Nach 2020 werden die Wachstumsziele an Bedeutung verlieren, da der Kurs des Staatschefs auf „normales Wachstum“ durch Qualität statt Quantität abzielt. Der Trend, Industriestandorte ins Landesinnere zu verlagern (Abb. 3), um ungenutzte Ressourcen zu erschließen, sollte jedoch für ausreichende Impulse sorgen, um für einen längeren Zeitraum, als es die meisten erwarten, ein Wachstum von rund 6 % zu erzielen.
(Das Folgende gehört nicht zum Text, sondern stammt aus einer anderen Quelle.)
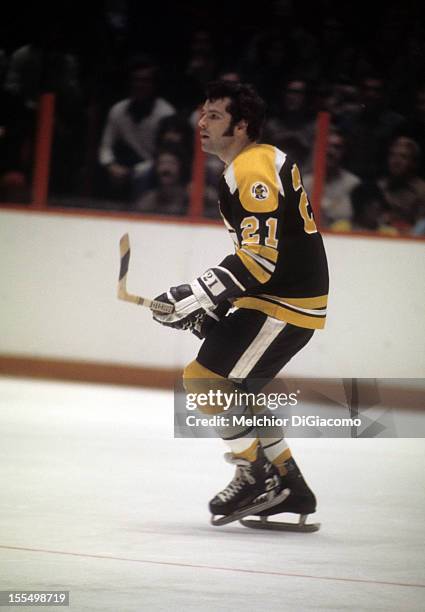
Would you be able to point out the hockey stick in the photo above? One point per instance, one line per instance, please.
(122, 282)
Abbildung 3: Industrialisierung im Inland migrieren

chinesischeQuelle: BNP Paribas Asset Management (Asien), Stand 30.10.2017

Ganz oben auf der politischen Agenda stehen die staatseigenen Betriebe sowie Haushalts- und Finanzreformen (darunter der Schuldenabbau). Wie die Pläne im Einzelnen umgesetzt werden, wird das dritte Plenum Ende 2018 zeigen. Dabei ist allerdings nicht mit einem einschneidenden Richtungswechsel zu rechnen. Vielmehr wird die Regierung weiterhin eine stärkere Marktorientierung anstreben. Mit Privatisierungen ist dennoch nur in beschränktem Maße zu rechnen, da die Reformen darauf abzielen, das öffentliche Eigentum zu stärken und die staatseigenen Betriebe effizienter zu machen – durch Abbau der Überkapazitäten und Auflockerung der Eigentumsverhältnisse.
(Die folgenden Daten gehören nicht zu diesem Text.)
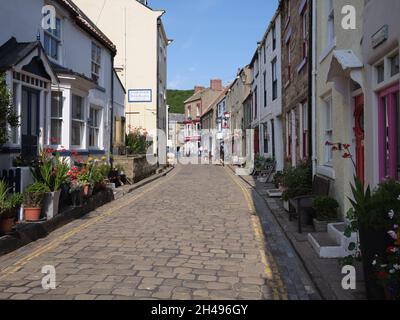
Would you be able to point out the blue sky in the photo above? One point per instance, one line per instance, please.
(212, 38)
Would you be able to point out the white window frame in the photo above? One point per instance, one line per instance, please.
(81, 122)
(96, 62)
(53, 37)
(330, 36)
(328, 130)
(91, 126)
(58, 119)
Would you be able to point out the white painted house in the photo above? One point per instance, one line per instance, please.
(267, 94)
(63, 81)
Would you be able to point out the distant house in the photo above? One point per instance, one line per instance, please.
(63, 83)
(196, 106)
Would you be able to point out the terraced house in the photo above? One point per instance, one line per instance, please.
(296, 89)
(63, 82)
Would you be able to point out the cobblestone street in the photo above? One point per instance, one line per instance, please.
(190, 235)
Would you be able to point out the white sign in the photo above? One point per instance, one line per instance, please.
(139, 95)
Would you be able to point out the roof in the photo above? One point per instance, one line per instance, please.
(12, 52)
(83, 21)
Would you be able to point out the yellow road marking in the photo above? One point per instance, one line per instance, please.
(270, 267)
(60, 239)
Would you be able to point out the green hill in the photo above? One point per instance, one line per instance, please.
(175, 99)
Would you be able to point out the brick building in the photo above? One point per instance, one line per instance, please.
(296, 59)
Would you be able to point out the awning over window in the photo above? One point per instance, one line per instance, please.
(345, 64)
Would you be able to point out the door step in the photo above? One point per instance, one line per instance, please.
(332, 244)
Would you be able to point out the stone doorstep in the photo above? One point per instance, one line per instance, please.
(29, 232)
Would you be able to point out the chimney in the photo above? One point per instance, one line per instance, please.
(216, 85)
(198, 89)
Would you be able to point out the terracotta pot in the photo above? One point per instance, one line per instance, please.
(32, 214)
(6, 225)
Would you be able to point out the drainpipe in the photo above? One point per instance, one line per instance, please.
(112, 111)
(312, 82)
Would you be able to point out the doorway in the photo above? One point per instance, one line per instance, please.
(30, 123)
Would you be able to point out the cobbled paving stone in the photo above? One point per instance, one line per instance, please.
(187, 236)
Durch die Neubesetzung des Ständigen Ausschusses ist der Weg nun frei für eine schnellere Rückführung der Verschuldung und einen kreativen Abbau von Überkapazitäten. So hat Peking bereits damit begonnen, hochverschuldete „Zombie-Firmen“ in effizienten Verfahren abzuwickeln. Die systemischen Risiken dürften unter diesen Bedingungen zwar gering bleiben; die lokalen Finanz- und die Insolvenzrisiken auf Sektor- und Unternehmensebene könnten jedoch durchaus steigen.

Warum ist kein einschneidender Richtungswechsel zu erwarten?
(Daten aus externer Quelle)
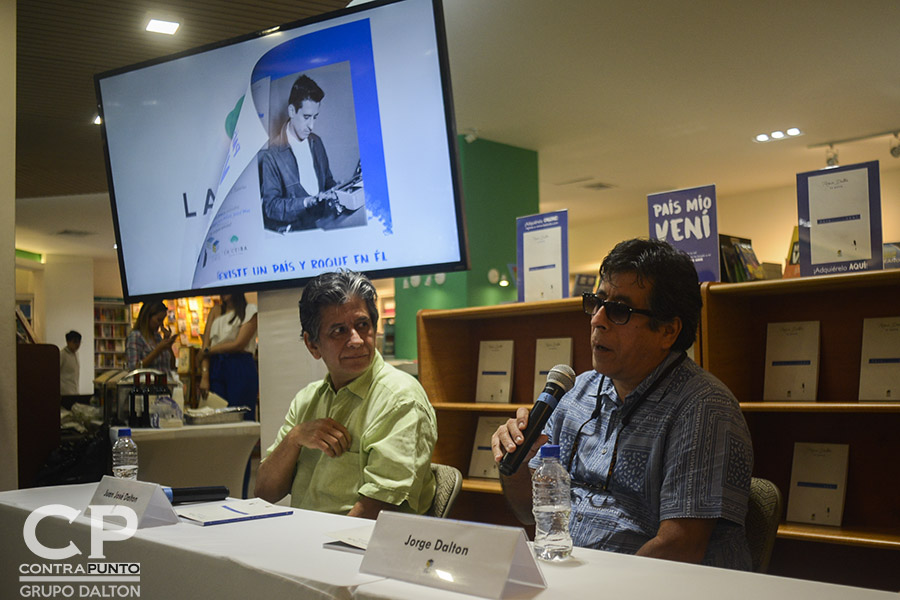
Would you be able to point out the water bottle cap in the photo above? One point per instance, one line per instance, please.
(550, 451)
Ich glaube nicht, dass die Machtstellung des Präsidenten Xi so stark ist, wie es weithin angenommen wird. So ist es ihm nicht gelungen, den ihm nahestehenden Chen Min’er (und den Reformer Hu Chunhua) in den Ausschuss einzuberufen oder Wang Qishan, der zu seinen treuesten Anhängern zählt, im Amt zu halten. Zudem hat er die Zahl der SCP-Mitglieder nicht wie erwartet von sieben auf fünf reduziert und keinen Nachfolger ernannt. Diese und andere Anhaltspunkte legen nahe, dass es Xi möglicherweise nicht gelingt, die älteren Parteigenossen auf seinen Kurs zu bringen.

Risiken

Verschiedene Beobachter sehen in der Tatsache, dass Xi keinen Nachfolger ernannt hat und keine Führungsbefugnisse abgegeben hat, als Zeichen dafür, wie stark das Staatsoberhaupt an seiner Macht festhält. Jedoch ist diese Annahme möglicherweise falsch. Ich glaube vielmehr, dass eine Berufung von Chen Min’er in das SCP, um einen Nachfolger präsentieren zu können, auf zu großen Widerstand stieß. Was nach Ablauf des zweiten Präsidentschaftsmandats im Jahr 2022 passiert, ist folglich ungeklärt, woraus sich auf mittlere Sicht politische Risiken ergeben.

Außerdem stellt die Konzentration auf eine zentrale Führungsperson ein Risiko dar. Da die Nachfolge ungeregelt bleibt, könnte im Fall einer plötzlichen Krankheit oder im Todesfall des Staatsoberhauptes eine systemische Krise ausbrechen. Zudem hat Xi inzwischen die Zensur beträchtlich verschärft. Dies könnte einen Kurswechsel des Landes, sollte er erforderlich werden, erschweren.

China auf Kurs in eine Goldlöckchen-Wirtschaft

Meiner Ansicht nach ist die neue Besetzung des Ständigen Ausschusses gut für Strukturreformen. Durch die Stärkung seiner Machtposition hat Xi die Abstimmung von Reforminitiativen zwischen den zentralen Führungskräften und anderen Funktionären erleichtert. Andererseits hat er auch für Ausgewogenheit gesorgt, da er die Parteikonventionen weitgehend respektiert und versucht hat, das Parteisystem zu stärken. Xi ist sich offenbar bewusst, dass zu große Schritte hin zu autokratischen Strukturen die politische Stabilität gefährden könnten und muss deshalb mit viel Fingerspitzengefühl agieren. Dies könnte den Grundstein für eine Goldlöcken-Wirtschaft legen, bei der Stabilität und Reformen Hand in Hand gehen.